Microemulsion as a Potential Transdermal Carrier for Poorly Water Soluble Antifungal Drug Itraconazole

Abstract

The objective of our study was to design a novel microemulsion system of broad spectrum antifungal agent Itraconazole for its sustained and prolong action without using an additional permeation enhancer. Pseudoternary phase diagrams were constructed, and various microemulsion formulations were prepared using combination of isopropyl myristate (IPM) and oleic acid (1:1) as oil, Tween-80 as a surfactant and Transcutol P as a cosurfactant. Developed formulations were subjected to thermodynamic stability test.

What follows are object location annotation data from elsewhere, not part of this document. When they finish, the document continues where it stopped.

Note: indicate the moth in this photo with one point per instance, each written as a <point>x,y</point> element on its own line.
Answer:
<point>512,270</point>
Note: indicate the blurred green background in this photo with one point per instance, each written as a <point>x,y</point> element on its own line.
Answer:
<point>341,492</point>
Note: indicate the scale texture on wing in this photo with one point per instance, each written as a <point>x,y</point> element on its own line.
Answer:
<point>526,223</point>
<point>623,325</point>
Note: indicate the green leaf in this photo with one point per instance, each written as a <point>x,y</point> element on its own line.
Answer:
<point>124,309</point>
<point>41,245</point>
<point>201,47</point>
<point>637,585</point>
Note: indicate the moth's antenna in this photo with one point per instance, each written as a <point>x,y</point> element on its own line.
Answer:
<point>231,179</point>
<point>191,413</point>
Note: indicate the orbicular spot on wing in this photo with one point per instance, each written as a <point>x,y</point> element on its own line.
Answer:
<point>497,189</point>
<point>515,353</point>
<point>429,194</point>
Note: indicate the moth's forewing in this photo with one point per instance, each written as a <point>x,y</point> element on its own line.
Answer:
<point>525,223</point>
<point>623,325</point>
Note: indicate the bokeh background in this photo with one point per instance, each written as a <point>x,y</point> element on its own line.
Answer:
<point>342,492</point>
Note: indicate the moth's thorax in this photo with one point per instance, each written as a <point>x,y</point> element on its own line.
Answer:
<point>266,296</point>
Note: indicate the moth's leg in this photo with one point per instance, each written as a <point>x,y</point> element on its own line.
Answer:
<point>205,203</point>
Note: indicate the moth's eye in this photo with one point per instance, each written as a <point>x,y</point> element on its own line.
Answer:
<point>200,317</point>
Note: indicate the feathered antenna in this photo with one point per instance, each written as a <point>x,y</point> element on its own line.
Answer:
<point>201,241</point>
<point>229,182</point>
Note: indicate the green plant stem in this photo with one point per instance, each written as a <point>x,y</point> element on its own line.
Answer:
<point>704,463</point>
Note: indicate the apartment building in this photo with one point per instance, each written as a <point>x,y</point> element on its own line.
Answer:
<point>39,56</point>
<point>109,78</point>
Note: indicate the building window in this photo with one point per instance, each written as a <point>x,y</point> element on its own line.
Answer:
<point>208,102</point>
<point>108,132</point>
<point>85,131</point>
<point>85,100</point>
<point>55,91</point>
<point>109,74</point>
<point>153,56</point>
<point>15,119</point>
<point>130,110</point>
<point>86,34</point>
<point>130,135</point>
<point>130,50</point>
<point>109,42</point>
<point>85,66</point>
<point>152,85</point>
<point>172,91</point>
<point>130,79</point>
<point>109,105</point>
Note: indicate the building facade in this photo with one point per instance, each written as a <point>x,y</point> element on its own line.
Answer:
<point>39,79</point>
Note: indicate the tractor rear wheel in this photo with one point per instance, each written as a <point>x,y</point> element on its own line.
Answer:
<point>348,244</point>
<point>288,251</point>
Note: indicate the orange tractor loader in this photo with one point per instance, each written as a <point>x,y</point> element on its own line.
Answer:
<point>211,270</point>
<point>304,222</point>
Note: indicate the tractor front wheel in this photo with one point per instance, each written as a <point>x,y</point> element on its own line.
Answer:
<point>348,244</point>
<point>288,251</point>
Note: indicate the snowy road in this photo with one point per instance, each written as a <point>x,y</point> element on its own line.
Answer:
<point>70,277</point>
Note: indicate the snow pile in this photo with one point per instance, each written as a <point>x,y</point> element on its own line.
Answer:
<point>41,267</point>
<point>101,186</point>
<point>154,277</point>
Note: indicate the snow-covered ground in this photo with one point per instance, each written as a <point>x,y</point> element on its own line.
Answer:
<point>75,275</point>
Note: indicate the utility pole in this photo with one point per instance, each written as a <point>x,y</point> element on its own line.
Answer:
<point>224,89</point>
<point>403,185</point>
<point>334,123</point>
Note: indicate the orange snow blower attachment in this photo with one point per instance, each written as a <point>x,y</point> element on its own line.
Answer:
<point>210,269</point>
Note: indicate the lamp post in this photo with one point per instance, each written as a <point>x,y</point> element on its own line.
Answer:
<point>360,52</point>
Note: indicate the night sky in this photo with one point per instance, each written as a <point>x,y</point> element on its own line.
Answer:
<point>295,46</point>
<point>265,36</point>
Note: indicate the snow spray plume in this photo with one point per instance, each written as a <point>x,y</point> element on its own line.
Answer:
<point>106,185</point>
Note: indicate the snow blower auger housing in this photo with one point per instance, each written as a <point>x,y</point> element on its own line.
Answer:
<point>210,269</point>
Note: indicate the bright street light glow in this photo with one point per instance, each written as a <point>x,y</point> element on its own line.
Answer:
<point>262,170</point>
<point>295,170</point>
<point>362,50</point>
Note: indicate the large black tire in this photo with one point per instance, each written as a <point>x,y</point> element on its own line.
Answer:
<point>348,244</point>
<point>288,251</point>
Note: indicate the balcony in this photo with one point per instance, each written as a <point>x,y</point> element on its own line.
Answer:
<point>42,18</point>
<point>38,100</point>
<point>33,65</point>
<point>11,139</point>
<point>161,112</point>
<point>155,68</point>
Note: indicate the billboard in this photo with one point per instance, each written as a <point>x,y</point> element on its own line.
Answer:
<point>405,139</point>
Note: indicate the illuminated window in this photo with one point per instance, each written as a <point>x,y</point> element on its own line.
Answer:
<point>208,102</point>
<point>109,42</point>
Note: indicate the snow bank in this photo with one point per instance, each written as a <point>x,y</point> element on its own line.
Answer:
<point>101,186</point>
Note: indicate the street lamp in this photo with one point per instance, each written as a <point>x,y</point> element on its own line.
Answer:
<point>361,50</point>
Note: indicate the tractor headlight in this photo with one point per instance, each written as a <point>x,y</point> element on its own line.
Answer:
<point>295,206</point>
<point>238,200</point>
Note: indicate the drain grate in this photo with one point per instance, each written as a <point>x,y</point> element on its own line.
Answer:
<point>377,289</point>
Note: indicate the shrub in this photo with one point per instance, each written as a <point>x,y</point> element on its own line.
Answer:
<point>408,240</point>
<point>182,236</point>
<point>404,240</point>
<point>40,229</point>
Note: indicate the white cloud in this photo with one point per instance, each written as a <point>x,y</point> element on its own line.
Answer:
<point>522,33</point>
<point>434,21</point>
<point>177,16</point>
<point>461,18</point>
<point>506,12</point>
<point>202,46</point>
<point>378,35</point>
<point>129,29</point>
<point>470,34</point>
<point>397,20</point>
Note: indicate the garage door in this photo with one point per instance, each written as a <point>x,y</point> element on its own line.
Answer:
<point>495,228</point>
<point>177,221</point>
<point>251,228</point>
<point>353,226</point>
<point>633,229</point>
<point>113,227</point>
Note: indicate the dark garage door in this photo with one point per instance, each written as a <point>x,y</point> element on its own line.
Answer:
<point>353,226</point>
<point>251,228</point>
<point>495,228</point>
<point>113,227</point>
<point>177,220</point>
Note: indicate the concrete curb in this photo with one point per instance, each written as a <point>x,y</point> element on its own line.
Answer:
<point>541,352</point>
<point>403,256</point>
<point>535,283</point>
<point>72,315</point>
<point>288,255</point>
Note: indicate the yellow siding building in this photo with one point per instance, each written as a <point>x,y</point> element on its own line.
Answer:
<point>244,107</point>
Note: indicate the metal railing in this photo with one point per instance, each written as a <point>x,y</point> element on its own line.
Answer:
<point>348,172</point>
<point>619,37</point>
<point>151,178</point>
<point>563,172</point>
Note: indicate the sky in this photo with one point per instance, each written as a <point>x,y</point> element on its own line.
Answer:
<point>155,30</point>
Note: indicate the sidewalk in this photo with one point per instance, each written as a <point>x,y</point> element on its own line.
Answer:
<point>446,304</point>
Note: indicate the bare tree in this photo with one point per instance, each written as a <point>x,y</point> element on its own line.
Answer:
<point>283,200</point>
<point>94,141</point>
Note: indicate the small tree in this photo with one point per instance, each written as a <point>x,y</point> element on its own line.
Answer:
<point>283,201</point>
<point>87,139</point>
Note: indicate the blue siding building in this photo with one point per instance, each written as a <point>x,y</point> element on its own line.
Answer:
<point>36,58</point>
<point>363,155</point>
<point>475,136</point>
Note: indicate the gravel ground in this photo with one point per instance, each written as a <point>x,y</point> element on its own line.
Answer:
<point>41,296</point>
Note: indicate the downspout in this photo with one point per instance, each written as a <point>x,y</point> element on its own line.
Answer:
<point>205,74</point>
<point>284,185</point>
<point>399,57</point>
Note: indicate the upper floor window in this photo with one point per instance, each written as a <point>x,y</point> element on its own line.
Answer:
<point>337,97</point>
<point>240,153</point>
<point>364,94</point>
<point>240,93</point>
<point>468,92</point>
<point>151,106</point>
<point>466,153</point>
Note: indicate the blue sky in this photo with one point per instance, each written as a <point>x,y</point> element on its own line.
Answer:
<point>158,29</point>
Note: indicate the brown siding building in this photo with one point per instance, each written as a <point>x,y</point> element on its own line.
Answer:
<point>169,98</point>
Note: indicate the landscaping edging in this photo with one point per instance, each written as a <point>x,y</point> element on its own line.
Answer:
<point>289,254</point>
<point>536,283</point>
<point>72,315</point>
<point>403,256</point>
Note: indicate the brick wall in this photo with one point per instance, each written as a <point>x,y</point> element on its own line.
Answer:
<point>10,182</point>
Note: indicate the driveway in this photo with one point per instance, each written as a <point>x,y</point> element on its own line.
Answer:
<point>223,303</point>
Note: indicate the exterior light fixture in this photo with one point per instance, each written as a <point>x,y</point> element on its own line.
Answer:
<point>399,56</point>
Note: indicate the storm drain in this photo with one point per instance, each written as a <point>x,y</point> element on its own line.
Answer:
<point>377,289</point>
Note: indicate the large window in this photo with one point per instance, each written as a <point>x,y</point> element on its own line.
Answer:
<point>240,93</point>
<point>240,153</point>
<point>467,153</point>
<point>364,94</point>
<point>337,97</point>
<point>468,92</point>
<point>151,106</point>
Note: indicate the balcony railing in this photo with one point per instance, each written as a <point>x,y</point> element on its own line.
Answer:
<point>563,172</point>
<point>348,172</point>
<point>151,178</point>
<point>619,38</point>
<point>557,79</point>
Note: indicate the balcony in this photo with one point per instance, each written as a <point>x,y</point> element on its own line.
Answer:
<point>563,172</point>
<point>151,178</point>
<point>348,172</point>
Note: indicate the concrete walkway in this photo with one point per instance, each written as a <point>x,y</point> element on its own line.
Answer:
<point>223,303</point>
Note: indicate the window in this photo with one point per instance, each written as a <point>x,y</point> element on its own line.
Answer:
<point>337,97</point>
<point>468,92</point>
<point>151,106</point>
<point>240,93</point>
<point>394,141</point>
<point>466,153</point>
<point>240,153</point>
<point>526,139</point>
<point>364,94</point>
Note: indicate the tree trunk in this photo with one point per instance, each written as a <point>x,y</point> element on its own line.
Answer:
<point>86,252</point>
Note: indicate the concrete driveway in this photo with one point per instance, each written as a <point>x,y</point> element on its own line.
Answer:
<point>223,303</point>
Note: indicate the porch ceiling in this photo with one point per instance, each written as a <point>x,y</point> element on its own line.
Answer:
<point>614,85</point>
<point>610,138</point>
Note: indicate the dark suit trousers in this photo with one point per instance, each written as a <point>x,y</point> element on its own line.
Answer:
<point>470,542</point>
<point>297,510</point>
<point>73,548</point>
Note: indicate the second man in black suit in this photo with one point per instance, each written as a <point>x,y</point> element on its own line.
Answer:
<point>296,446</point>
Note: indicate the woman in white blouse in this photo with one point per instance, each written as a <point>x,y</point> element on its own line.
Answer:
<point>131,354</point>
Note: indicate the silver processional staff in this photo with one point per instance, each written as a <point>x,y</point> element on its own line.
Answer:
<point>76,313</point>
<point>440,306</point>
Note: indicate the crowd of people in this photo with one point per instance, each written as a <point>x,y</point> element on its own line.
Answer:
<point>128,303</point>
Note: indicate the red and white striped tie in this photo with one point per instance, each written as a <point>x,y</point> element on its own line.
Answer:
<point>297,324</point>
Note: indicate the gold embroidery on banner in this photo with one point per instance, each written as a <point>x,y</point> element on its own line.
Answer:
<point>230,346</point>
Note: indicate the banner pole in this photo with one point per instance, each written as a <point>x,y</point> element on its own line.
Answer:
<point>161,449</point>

All the microemulsion formulations had small droplet size (<80 nm), uniform size distribution (PI, <0.202), and low viscosity (<125 mP). The results showed that the droplet size and viscosity of microemulsion decreases with the decrease in the concentration of surfactant, whereas transdermal flux was increased. The optimized formulation, which contained oleic acid + IPM (1:1) (8% w/w), 15% w/w Smix (Tween-80 + Transcutol P) and water (77% w/w) showed significant increase (P < 0.01) in the transdermal flux (0.2235 ± 0.090 mg h−1 cm−2). Furthermore, for the optimized formulation antifungal activity study was conducted. The result showed that prepared formulation exhibited better antimicrobial activity. Results obtained indicates that the developed microemulsion systems can be a promising carrier for the transdermal delivery of Itraconazole for prolonged period along with reduced side effects, and offers a novel means for the treatment of fungal infections like blastomycosis, histoplasmosis, onychomycosis, etc.